A tidy hypothesis, even plausible, but how would it fit Sylvie’s murder—even if they’d furnished her with a new identity?

“For good reasons, I keep my nose out of it,” he said. “Those hittistes want easy money, a nice life. But in the end life reckons with them.”

Elymani had his own survival code.

“You better be careful,” he said. “You’re being watched.”

“By whom?”

“Look, my jobs are on the street. All I do is listen and keep my eyes down. I don’t want to know what goes on.” His eyes darted down the street. “What I really want to do is sleep for a week. Ahrs, the foyer is noisy, my mattress is lumpy, and I miss my wife.” He shrugged. “When my papers come through I’ll bring her over.”

“What did you hear about Eugénie?” Aimée said, stamping her feet in the cold, wishing she had a cigarette.

“My next job starts in a few hours,” Elymani said, turning to walk away. “Mercf for the caféV’

“Are you a lookout or do they pay you to keep your mouth shut?”

He stiffened.

“My family would be here if I did that,” he said his voice low with anger. “But dirty money brings no honor or peace.”

“My friend’s in danger, and now they’re after me,” she said. “Don’t you understand? Tell me what you saw, Elymani, then I’ll leave you alone.”
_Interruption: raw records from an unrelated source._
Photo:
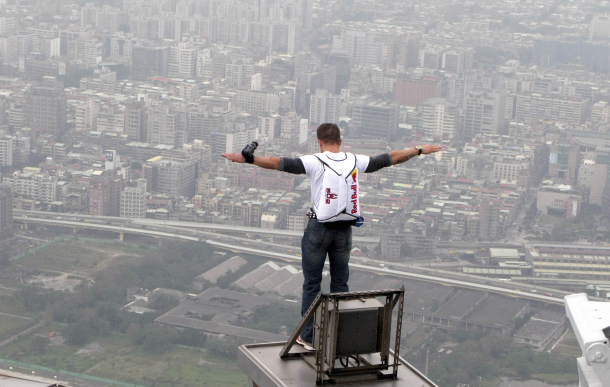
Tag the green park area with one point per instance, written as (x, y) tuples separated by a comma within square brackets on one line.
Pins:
[(115, 357), (77, 256), (93, 335), (480, 358)]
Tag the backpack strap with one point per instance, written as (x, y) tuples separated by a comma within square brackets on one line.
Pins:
[(352, 171)]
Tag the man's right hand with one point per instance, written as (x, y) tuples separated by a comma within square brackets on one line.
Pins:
[(234, 157)]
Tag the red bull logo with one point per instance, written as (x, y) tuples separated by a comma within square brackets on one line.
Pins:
[(330, 196)]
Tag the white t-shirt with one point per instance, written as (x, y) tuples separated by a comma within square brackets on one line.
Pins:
[(315, 170)]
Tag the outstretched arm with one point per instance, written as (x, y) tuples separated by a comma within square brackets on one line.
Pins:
[(401, 156), (266, 162)]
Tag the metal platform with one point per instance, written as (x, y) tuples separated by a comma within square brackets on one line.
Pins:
[(262, 364)]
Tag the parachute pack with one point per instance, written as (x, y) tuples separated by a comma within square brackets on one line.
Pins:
[(339, 197)]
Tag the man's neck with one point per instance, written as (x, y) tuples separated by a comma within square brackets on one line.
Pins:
[(331, 149)]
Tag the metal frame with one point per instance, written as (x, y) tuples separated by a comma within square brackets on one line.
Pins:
[(324, 306)]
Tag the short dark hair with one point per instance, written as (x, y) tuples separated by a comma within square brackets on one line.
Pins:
[(329, 134)]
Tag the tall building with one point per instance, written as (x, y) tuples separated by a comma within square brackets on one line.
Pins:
[(240, 74), (6, 151), (133, 201), (375, 119), (599, 28), (489, 216), (32, 184), (270, 126), (457, 60), (414, 91), (46, 107), (440, 118), (135, 120), (182, 61), (166, 125), (569, 110), (105, 194), (6, 210), (149, 62), (294, 129), (119, 49), (175, 178), (361, 46), (324, 107), (9, 49), (484, 113), (341, 62)]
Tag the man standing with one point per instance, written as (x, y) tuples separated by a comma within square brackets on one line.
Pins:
[(336, 206)]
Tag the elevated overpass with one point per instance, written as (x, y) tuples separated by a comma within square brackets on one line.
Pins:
[(31, 216), (179, 234)]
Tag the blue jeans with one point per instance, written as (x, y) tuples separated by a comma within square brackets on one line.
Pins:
[(319, 240)]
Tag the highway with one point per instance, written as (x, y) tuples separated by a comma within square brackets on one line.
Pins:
[(233, 244), (17, 214)]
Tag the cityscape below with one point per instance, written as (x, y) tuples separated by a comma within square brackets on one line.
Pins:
[(132, 253)]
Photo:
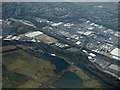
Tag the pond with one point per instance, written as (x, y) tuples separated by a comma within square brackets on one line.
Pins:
[(60, 64), (69, 80)]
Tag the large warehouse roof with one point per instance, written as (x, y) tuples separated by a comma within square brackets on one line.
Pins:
[(115, 51), (33, 34)]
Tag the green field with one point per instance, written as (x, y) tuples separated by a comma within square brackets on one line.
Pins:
[(23, 70)]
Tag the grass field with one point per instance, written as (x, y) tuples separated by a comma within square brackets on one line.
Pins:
[(87, 81), (38, 71), (47, 39)]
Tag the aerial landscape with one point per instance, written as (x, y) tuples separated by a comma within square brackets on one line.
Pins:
[(60, 45)]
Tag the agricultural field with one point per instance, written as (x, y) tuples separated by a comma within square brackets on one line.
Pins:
[(35, 72), (87, 81)]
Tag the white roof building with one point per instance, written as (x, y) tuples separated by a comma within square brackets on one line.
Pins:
[(33, 34), (87, 33), (115, 51), (114, 67), (13, 37), (56, 24), (78, 42), (0, 37), (92, 24), (9, 36), (89, 57), (84, 51), (91, 28), (116, 57)]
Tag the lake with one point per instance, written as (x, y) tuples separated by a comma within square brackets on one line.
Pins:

“All I know is that Eugénie used the place. She lived somewhere else. Sometimes Dédé dropped by.”

“Who’s Dédé?” Aimée asked, forgetting how ice-like the air had become.

“An old-fashioned mec who’s got a finger in every pot,” he said. “Like a giclée, a fine ink spray coating the surface—know what I mean?”

She wasn’t sure but figured Dédé bent with the wind.

“Where can I find him?”

“Café la Vielleuse.” He turned toward the streetlight. “Now, leave me alone.”